Tea at the beach … quite a few years ago!

The Library of Congress has again turned up a jewel of an old teatime photo, and this one is from the Jewel Box Tea Garden in Tampa, Florida, taken October 19, 1923. I was a little concerned about the women wearing long-sleeved dresses and hats at an outdoor tea in Florida until I realized the tea was held in October. That not only made it okay but also made it seem like quite a lovely idea! The summary on the Library of Congress website says simply, "Women having a tea party around fountain."

I was trying to learn more about this tea garden when I came across a postcard of a similar scene, only this one is tinted. You can check it out here and note the particularly *interesting* outfit one of the women in the foreground is wearing!

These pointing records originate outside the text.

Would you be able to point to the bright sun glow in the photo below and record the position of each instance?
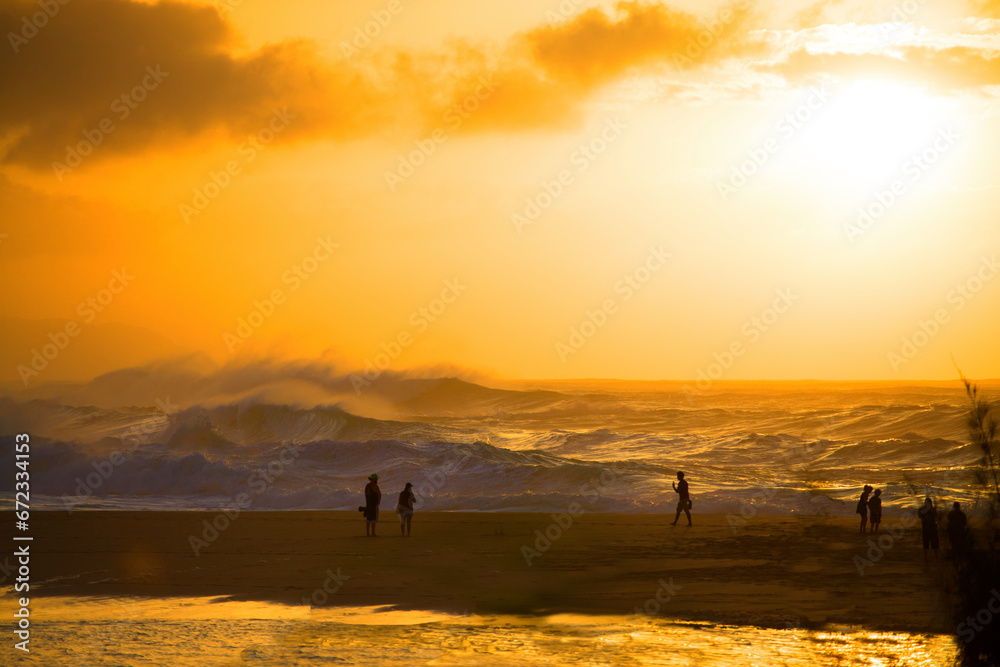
(867, 131)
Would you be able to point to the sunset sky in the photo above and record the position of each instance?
(631, 190)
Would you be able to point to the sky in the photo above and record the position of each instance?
(575, 189)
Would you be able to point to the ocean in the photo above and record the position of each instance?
(297, 437)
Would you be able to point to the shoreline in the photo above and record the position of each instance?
(774, 571)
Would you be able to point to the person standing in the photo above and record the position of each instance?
(373, 498)
(683, 498)
(928, 525)
(958, 531)
(862, 508)
(875, 510)
(405, 509)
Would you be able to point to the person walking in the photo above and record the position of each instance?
(862, 508)
(958, 531)
(683, 498)
(405, 509)
(928, 526)
(373, 498)
(875, 510)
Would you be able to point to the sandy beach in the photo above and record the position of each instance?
(774, 572)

Another website revealed this tea party scene was staged in "Plant Park,"which was an attraction of the Tampa Bay Hotel. The word "Plant," I learned, doesn't refer to horticulture but to Henry B. Plant, a railroad magnate who built this luxurious hotel in the sands of Tampa in 1891. Since 1933, the Tampa Bay Hotel has been home of the Henry B. Plant Museum and the University of Tampa, and the building is a National Historic Landmark. This definitely looks like a place to visit for anyone traveling in the Tampa Bay area!


  1. This was likely quite the event to attend, looks like the ladies are enjoying themselves.

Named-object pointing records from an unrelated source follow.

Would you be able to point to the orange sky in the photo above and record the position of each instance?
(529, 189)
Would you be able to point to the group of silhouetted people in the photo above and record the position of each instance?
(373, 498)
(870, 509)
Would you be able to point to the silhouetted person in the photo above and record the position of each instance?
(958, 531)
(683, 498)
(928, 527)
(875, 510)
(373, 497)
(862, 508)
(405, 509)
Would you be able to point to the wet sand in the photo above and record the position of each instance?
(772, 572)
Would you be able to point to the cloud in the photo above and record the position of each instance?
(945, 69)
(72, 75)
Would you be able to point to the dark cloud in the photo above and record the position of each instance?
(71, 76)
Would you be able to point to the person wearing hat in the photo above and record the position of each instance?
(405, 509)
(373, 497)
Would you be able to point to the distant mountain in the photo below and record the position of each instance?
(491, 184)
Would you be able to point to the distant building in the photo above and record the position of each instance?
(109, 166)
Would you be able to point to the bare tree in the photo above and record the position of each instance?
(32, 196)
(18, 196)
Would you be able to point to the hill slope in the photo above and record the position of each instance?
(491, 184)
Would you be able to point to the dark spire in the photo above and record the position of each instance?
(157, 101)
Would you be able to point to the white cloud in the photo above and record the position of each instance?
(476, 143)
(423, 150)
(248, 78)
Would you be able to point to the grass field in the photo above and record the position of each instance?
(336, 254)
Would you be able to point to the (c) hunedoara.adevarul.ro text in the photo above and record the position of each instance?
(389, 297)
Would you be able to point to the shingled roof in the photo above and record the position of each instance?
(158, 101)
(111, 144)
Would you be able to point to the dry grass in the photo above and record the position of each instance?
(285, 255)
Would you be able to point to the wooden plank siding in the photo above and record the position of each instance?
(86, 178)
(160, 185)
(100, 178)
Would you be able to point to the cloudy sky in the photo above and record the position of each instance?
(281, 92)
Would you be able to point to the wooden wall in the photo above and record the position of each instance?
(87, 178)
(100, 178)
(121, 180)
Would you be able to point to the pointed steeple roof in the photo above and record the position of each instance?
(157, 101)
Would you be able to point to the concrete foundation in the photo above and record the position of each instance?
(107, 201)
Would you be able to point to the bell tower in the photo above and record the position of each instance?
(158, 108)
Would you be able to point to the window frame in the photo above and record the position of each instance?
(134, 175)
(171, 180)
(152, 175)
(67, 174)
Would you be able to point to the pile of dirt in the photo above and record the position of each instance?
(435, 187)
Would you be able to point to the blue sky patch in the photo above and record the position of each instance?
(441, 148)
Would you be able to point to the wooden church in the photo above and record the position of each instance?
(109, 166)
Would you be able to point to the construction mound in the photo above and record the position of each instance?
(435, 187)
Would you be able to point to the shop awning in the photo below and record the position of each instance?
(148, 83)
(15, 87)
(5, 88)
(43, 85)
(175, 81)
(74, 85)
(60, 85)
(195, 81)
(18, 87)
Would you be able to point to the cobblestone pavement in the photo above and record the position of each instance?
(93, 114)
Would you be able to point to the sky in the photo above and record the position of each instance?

  2. That is very interesting ! I have not heard of the museum but I am close enough to check it out!

  3. You share the best information, Angela!

  4. Love all the hats! I always say I was born too late!

  5. How I would have love having tea here many years ago. What a fun find! Loved the costume too. I am guessing she was part of the entertainment as there were musicians around her.

  6. What an amazing story - and amazing photos! I would have enjoyed going to this tea.

    What's also amazing is how "early" this was (1923) in Florida history (so much was still swampland and undiscovered) It's neat that these celebrants were bringing in the custom of tea, maybe they were transplants from Boston?

    So many of the early settlers of Florida that we studied were part of the railroad industry (Henry Flagler, Mr. Plant) Small world story: in Miami in the early sixties, everyone knew everyone in the neighborhood and in our neighborhood, we had the Plant family living on the corner. I'm fairly certain they were descendants of the Plant's from Tampa, at least that's what I'm remembering from my early Florida history.

    I just love all your stories and photos, Angela - you are remarkable! Thanks again, Joanie

  7. Very interesting. It would have been lovely to have tea there.